Edit: I saw some advantages in it over the @``````initially proposed`````` syntax, but had not consider the "swift-inspired" one above, which seems better to me now. So I'm leaving this only as another prior-art example rather than a serious suggestion for inclusion in JS.

hax commented 2 months ago

@anonghuser

Theoretically speaking, JS does not need to add @ at the beginning, because the combination [= is currently not a valid syntax. As I understand it, the characteristic of the Lua style is the use of paired opening and closing symbols [ and ]. However, I am not sure if this has unique advantages. For instance, theoretically speaking, even with the Swift style, it is still possible to allow the outer pattern to be shorter than the nested pattern—because the continued # symbol is almost impossible to form meaningful syntax, so the parser can choose to look one more character to decide if it is the closing delimiter.

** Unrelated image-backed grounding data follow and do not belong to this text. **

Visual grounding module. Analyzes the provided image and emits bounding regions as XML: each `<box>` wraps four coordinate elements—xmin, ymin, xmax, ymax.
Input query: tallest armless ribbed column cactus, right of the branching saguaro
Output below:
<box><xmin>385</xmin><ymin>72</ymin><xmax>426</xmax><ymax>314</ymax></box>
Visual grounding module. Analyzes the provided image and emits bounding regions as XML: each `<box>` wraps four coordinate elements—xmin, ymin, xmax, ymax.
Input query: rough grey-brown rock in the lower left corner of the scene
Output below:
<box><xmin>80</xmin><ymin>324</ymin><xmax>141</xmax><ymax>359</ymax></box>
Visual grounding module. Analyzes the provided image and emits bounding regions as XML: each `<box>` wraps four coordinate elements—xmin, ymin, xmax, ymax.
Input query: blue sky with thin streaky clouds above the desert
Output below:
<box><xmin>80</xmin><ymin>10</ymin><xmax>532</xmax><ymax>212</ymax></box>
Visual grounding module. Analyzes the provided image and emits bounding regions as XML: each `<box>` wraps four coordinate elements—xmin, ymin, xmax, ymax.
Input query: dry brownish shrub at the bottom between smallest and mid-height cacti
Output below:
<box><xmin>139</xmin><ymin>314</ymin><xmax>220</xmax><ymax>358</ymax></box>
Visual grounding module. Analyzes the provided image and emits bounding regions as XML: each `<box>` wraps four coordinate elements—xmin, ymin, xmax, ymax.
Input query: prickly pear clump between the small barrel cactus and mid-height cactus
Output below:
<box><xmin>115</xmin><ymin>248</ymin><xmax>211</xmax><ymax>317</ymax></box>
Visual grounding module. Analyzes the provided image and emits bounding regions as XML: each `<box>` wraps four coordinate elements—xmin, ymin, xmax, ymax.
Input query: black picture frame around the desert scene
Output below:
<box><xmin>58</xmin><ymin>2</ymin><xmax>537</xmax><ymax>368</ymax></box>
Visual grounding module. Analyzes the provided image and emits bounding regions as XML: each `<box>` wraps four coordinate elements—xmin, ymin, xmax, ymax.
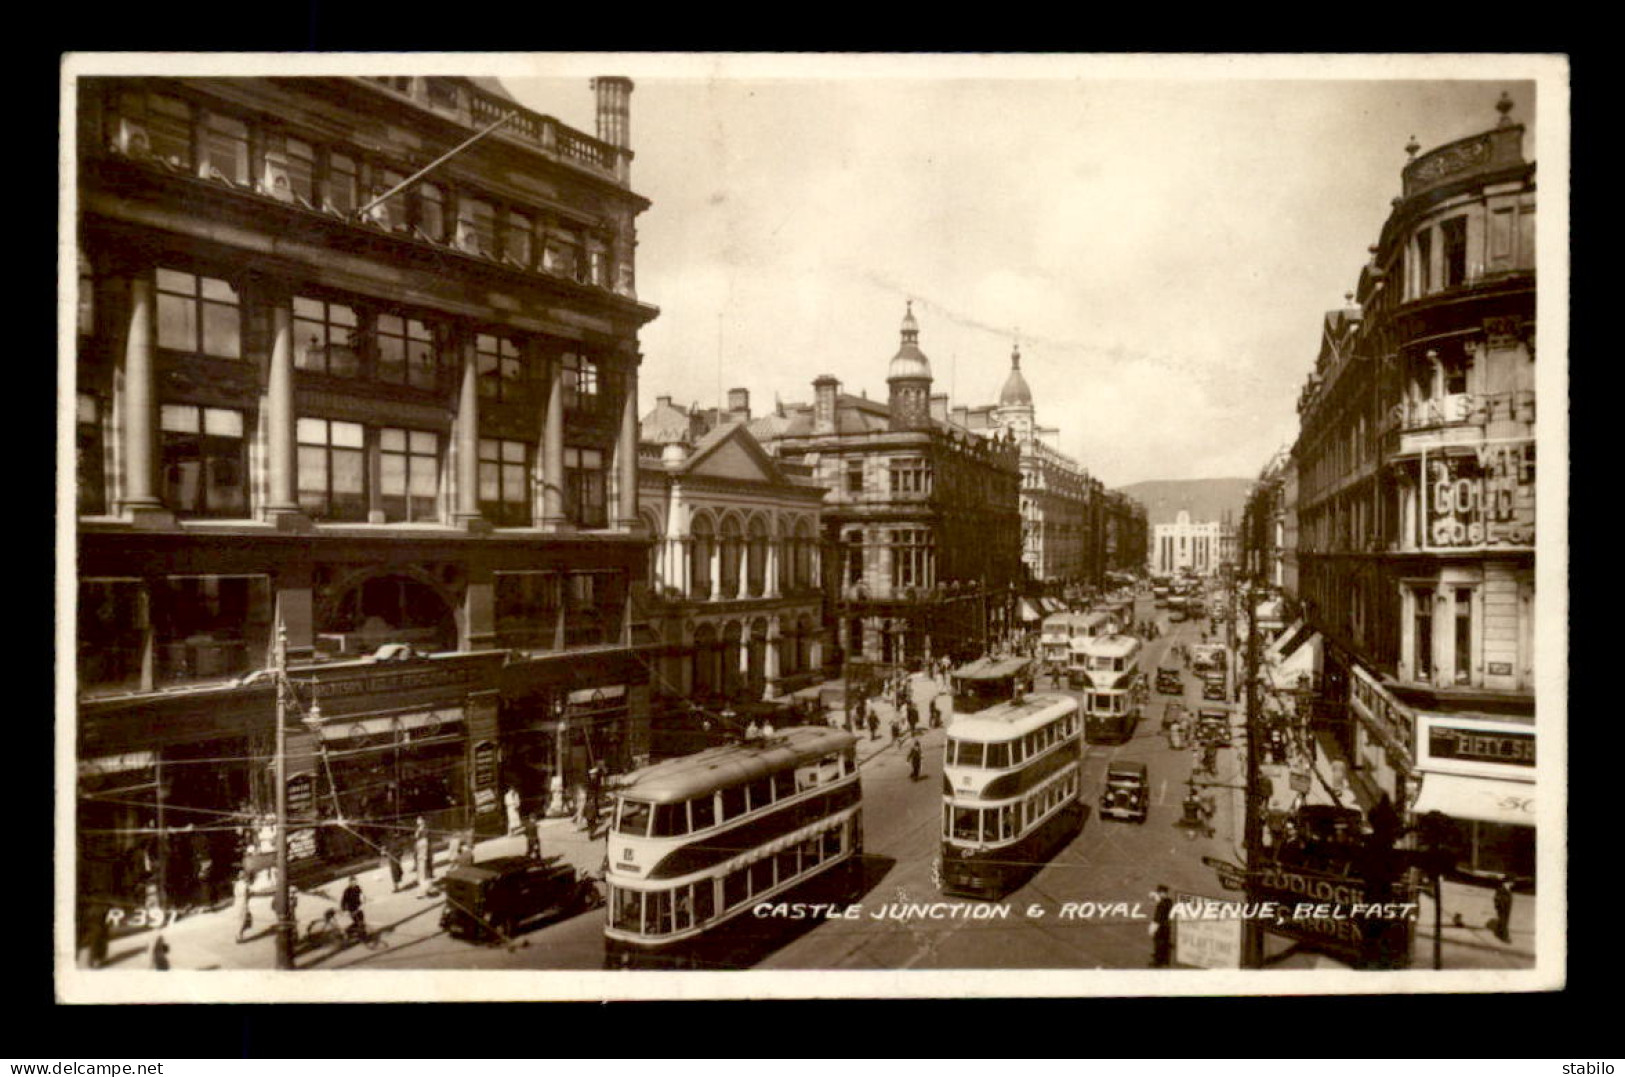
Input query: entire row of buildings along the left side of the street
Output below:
<box><xmin>68</xmin><ymin>69</ymin><xmax>1144</xmax><ymax>903</ymax></box>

Regarding the issue of trailing whitespace, it is indeed a matter worth considering. However, my current experience is that the most important scenario for this proposal is large chunks of text, and for large chunks of text, trailing whitespace at the end of each line is an issue in itself (for example, most editors may automatically remove trailing whitespace). Even if we restrict the syntax to ensure trailing whitespace in the string, it cannot solve the problem of trailing whitespace at the end of each line, at most it only solves the problem of the last line. So in real world, people still need introduce some other extra effort (eg. some tag function) to solve such trailing whitespaces issue.

anonghuser commented 2 months ago

even with the Swift style, it is still possible to allow the outer pattern to be shorter than the nested pattern—because the continued # symbol is almost impossible to form meaningful syntax, so the parser can choose to look one more character to decide if it is the closing delimiter.

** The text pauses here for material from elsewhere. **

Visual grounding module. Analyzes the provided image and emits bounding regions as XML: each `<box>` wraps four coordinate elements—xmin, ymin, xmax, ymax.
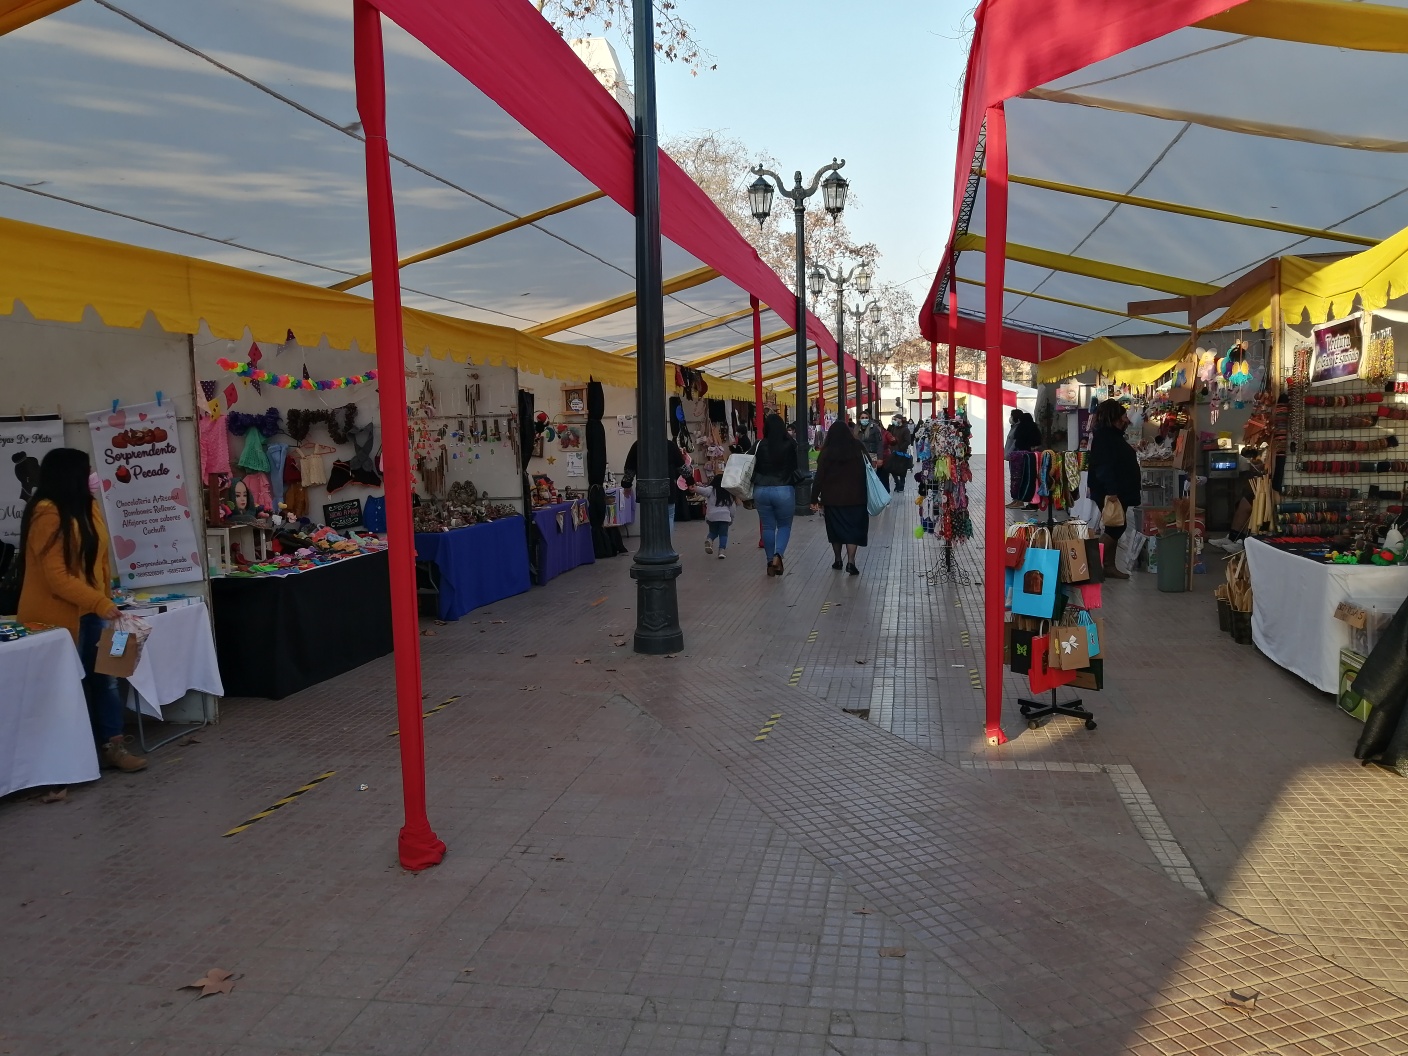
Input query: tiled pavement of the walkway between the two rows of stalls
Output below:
<box><xmin>8</xmin><ymin>459</ymin><xmax>1408</xmax><ymax>1056</ymax></box>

@hax i like this, but it would probably need to be made clear explicitly if you do pick this syntax for the proposal, i.e. tag#`a`##`b`# is a single tagged literal, and not equivalent to (tag#`a`#)#`b`# or tag #`a`# #`b`# (which are equivalent to each other, and may have valid use-cases with tag functions that return tag functions). Edit: The whole stunt is probably pointless if it doesn't also apply to escapes inside the string, i.e. #`\##`# is treated as "\\##" instead of the "#" some might expect. In other words you can't have an escaped #, which doesn't need to be escaped anyway, but is still allowed to be escaped in all current types of string literals. You have to consider if you want this overcomplication and inconsistency with other types of string literals as a price for being able to embed longer-delimiter literals inside shorter-delimiter literals. My vote is it's not worth it after all.

jlandrum commented 2 weeks ago

This is a problem as old as time - it's amazing how many solutions exist out there for this.

Just some observations:

I love the idea of this being solved @hax, so many languages have tried and many have failed. Just my perspective - we need some way to extensively demonstrate it and test against it.

I propose a (modestly) large file with example uses using all of the currently available string building methods - doesn't have to be valid code, just a double newline delimited file of various examples of strings in numerous use cases. Something to whiteboard ideas against since otherwise anyone involved will be most likely considering their own realm of expertise and not others. In short, we need a common ground to work off of before deciding syntax. This way we avoid ending up in a "solution looking for a problem" scenario.